Goldman Sachs has sold its interest in Spanish gas distribution group Redexis in a deal believed to have an enterprise value of about €1.5 billion.
The exit saw Goldman Sachs divest 33.3 percent of the company to Chinese investors CNIC and GT Fund, managed by Hastings Funds Management. CNIC is believed to have worked with Hastings on gas distribution deals in the UK in the past, while GT Fund is a PE-style firm established in 2016 by Chinese banks and industrial companies and has invested $650 million in renewable energy and gas assets.
The deal is the first to be agreed by Hastings’s international business under the ownership of Northill Capital following the completion of the separation from the Australian business last month.
The remainder of Goldman Sachs’s 50.1 percent share of Redexis has been offloaded to existing pension fund investors. British pension scheme USS has lifted its 30 percent stake to 33.3 percent, while Danish fund ATP increased its share from 19.9 percent to 30 percent.
The pair initially became indirect investors in Redexis when Goldman Sachs bought the assets from Enel in September 2010, before gradually increasing their holding to a combined 31.1 percent. This was raised to 49.9 percent following a deal last year.
Goldman Sachs is thought to have initially paid an EV of about €1 billion in 2010, with the company’s EBITDA having grown about 2.5 times to €162 million during the seven-and-a-half-year ownership period. At the time of the acquisition, Redexis’s gas distribution grid spanned across 3,800km and 355,000 connection points. Investments of more than €1.1 billion since then have raised these respective figures to 10,000km and 650,000 points.
However, the company suffered a recent setback when a €480 million investment programme in the Canary Islands, which had received €125 million backing from the European Investment Bank, was struck down by the Supreme Court of Justice of the Canary Islands. The court said the deal contravened Spanish and European legislation outlining gas to be procured at the lowest-possible cost and with the highest efficiency. A source has indicated that Redexis will be appealing the decision.

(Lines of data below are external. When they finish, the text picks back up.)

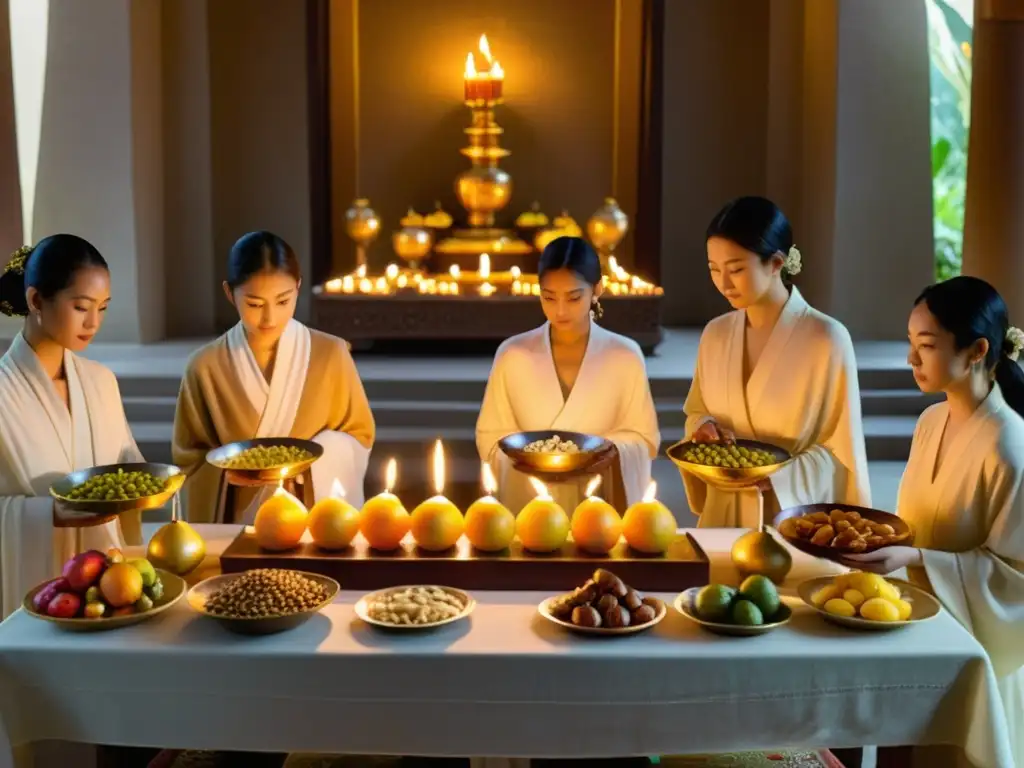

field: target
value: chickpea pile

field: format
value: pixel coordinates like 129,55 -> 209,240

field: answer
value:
206,568 -> 328,618
224,445 -> 313,469
683,442 -> 778,469
67,469 -> 167,502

Redexis is the second asset sold by the $3.1 billion GS Global Infrastructure Partners II fund in recent months, following the sale of Finnish electricity distribution company Elenia to Allianz and Macquarie in December. The fund’s predecessor last month offloaded its 15 percent share in Groupe Eurotunnel to Atlantia in a deal worth about €1.1 billion, while the West Street Infrastructure Partners III successor yesterday invested alongside Macquarie to acquire bulk terminal operator HES International for about €1.3 billion.